Photo by Dagmar Herzog

Somewhere between the heyday of the lobotomy and today’s reliance on psychopharmaceutical solutions to mental illness lies the America of the 1960s and 1970s, an era marked by intense, critical examination of institutions and assumptions. Not surprisingly, during this time, psychiatry—its methods and very foundations—were questioned.

Charting the complex arc of the profession’s reputation and sometimes repudiation is Madness Is Civilization: When the Diagnosis Was Social (1948-80), written by Michael E. Staub, professor of English and director of Baruch’s Feit Seminar Program. “No period in American history witnessed as much critical attention and cultural energy lavished on issues relating to madness as the 1960s and 1970s,” writes Staub in the introduction. “Not only medical literature but also popular films and music, plays and novels, performance art, and mainstream news media and popular magazines discussed and represented mental illness and the asylum almost incessantly.”
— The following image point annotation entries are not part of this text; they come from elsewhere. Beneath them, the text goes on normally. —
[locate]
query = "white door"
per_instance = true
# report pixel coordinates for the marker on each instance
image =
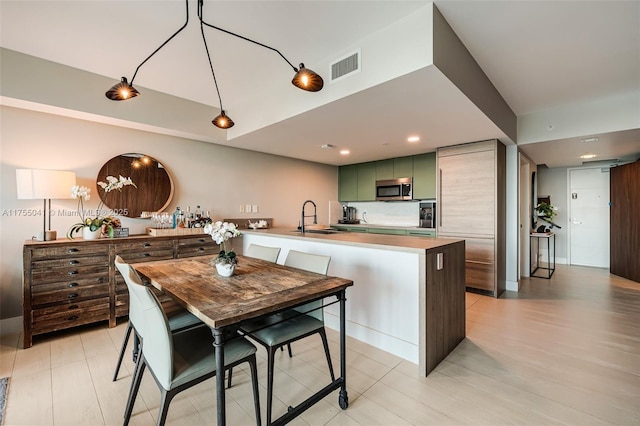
(589, 217)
How did Staub, whose previous book, Love My Rifle More Than You: Young and Female in the U.S. Army (which explores what it means to be a woman deployed on the ground in Iraq), decide to write a book about the Antipsychiatry Movement? “I read Knots by R.D. Laing as a teenager in the 1970s and was fascinated . . . It was quite the bestseller. And, then, a few years ago, I literally stumbled on a several-volume album recording from the late 1960s of something called the Dialectics of Liberation Congress, held in London. The album got me interested in the so-called ‘Antipsychiatry Movement,’ which I had not officially known as such. From there I found a book by Peter Sedgwick called Psycho Politics (published in the early 1980s), which seemed dated—if still fascinating. This led me to research a lot of the same material as Sedgwick, though I found myself coming up with my own analyses and interpretations.”

In Madness Is Civilization, Staub takes the reader back to “a moment when a significant portion of the populace . . . believed madness to be a plausible and sane reaction to insane social conditions.” For the counterculture of the 1960s and 1970s, accounts of mental illness operated not only as a subject in their own right but as “an occasion for addressing a host of other political, emotional, and social concerns.”

Madness was metaphor, and the mental patient stood in for everyman and -woman bucking the system. Had that system constructed “mental illness” to protect and perpetuate itself? Or was the system itself the cause of mental illness, and were psychiatrists merely the “mechanics of coercion”? Ultimately at issue became the rights of people systematically denied rights, not only the mentally ill but women, gays, and minorities.

Further engaging the reader are portraits of the movement’s renegade psychiatrists, who became some of the era’s darling public intellectuals—Thomas Szasz, Erving Goffman, and R.D. Laing.

Madness Is Civilization touches on so many essential, interconnected themes that it is bound to engage anyone curious about social trends in the 20th century.